Desde la coqueta, la muñeca de porcelana me devuelve la mirada, la misma de todos los días: melancólica, triste, atrapada… El reloj marca las 10:15 p.m. y pienso en que mañana cumplo quince años.
De repente, la boca de la muñeca es remplazada por una equis negra. Quiero gritar de terror, pero es como si mis labios estuvieran sellados, y mi cuerpo paralizado sobre el colchón. Vuelvo a mirar la muñeca; esta vez su ojo derecho también es una equis. Ahora solo puedo ver por uno… ¿Soy yo la muñeca? Estoy petrificada en mi propio cuerpo, no me puedo mover, no puedo gritar, casi no veo… Solo siento. Solo escucho. Sé lo que se acerca.

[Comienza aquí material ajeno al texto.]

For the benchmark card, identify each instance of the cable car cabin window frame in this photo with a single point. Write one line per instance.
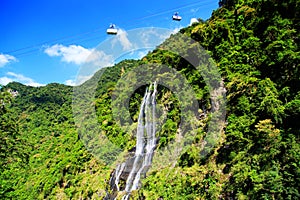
(176, 17)
(112, 30)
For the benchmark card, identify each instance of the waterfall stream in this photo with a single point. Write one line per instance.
(138, 165)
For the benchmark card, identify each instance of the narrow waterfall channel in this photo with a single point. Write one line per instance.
(137, 165)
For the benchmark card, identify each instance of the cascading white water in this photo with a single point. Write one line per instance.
(145, 133)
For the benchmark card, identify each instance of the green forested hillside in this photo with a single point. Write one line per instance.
(255, 45)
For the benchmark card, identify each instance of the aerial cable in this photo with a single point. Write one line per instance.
(36, 47)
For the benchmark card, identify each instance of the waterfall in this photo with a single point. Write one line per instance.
(145, 145)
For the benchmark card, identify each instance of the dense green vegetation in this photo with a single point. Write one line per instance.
(254, 43)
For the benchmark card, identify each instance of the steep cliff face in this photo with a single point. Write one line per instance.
(254, 44)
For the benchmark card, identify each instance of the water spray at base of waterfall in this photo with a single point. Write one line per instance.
(144, 149)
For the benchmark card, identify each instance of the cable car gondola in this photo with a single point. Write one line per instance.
(112, 30)
(176, 17)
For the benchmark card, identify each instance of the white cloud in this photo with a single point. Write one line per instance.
(123, 39)
(5, 59)
(71, 54)
(70, 82)
(11, 77)
(79, 55)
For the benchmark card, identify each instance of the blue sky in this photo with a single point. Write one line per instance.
(43, 41)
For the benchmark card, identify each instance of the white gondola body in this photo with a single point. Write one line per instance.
(176, 17)
(112, 31)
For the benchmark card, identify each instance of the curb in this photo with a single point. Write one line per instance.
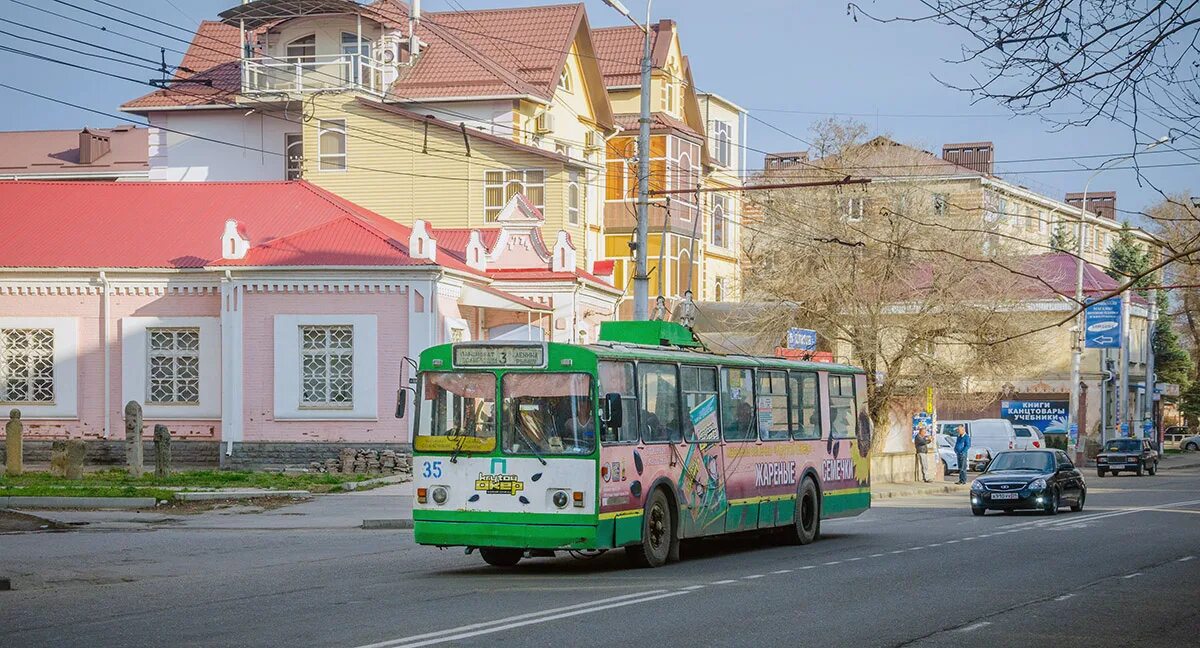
(205, 496)
(78, 502)
(394, 523)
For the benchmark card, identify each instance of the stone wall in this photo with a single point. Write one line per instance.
(112, 453)
(298, 456)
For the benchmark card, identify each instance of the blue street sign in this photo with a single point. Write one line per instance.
(802, 339)
(1102, 324)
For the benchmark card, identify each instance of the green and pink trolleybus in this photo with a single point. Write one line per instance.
(639, 441)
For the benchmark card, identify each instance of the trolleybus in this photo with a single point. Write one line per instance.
(636, 442)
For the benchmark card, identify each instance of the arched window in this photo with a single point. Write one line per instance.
(684, 277)
(564, 78)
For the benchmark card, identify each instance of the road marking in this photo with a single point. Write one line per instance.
(475, 629)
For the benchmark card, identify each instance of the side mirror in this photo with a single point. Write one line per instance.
(613, 411)
(401, 402)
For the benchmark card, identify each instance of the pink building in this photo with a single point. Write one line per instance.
(265, 323)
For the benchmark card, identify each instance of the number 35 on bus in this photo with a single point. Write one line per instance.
(637, 442)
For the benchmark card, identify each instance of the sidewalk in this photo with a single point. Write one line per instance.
(324, 511)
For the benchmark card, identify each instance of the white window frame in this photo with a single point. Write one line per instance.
(723, 142)
(365, 372)
(66, 367)
(330, 126)
(175, 354)
(853, 208)
(136, 366)
(574, 197)
(503, 184)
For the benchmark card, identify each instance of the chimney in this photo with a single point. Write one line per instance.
(977, 156)
(1101, 203)
(93, 147)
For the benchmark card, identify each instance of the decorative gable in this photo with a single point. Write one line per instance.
(563, 255)
(234, 241)
(477, 252)
(420, 244)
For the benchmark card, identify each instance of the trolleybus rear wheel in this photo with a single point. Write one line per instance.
(658, 534)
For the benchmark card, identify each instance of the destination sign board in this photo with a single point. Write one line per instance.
(499, 355)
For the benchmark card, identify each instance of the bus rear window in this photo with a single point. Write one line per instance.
(456, 411)
(549, 414)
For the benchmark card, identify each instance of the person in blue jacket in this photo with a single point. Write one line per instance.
(960, 448)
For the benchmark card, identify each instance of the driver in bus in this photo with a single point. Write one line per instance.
(581, 429)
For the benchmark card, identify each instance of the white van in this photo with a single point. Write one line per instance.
(988, 438)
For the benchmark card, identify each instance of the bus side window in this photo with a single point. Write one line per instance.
(618, 378)
(805, 406)
(737, 405)
(660, 402)
(843, 407)
(699, 385)
(773, 399)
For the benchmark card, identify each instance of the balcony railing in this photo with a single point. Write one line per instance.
(311, 73)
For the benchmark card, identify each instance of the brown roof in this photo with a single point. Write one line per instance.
(474, 135)
(59, 153)
(619, 52)
(659, 121)
(516, 52)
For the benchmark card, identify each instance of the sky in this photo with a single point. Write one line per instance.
(790, 63)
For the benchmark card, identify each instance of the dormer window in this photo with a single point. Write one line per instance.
(564, 79)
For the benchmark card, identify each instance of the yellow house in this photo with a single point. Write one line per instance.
(682, 239)
(442, 117)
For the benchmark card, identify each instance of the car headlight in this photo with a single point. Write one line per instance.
(439, 495)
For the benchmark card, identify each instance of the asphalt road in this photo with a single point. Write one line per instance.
(916, 571)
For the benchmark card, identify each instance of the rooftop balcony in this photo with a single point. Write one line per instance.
(300, 75)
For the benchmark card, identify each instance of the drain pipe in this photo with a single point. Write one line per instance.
(105, 331)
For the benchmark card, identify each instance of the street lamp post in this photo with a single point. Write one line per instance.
(1073, 414)
(641, 277)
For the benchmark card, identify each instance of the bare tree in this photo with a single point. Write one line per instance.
(912, 303)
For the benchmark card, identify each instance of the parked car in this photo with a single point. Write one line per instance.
(1029, 479)
(988, 438)
(1029, 437)
(1120, 455)
(1191, 443)
(946, 453)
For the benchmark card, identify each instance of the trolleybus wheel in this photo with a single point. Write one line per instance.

La puerta chirría al abrir. Los pasos de unas botas pesadas estremecen el suelo de madera de la cabaña. Él está aquí una vez más. Me sé su olor de memoria. Sin detenerse quita las sábanas que mamá lavó con tanta ternura. Las manos grandes, callosas, me voltean boca abajo. Sin perder tiempo, alzan mi camisón revelando mi ropa interior, que baja tan rápido que escucho
cómo la tela se desgarra un poco. La hebilla de una correa hace ruido al caer; un ruido que siento estridente porque sé lo que pasará. El cuerpo grande y robusto de papá me aplasta… “Mi muñequita”, susurra… y de nuevo siento un dolor horrible en mi parte trasera. Nadie ha tocado la florecita, mamá, no tienes que preocuparte.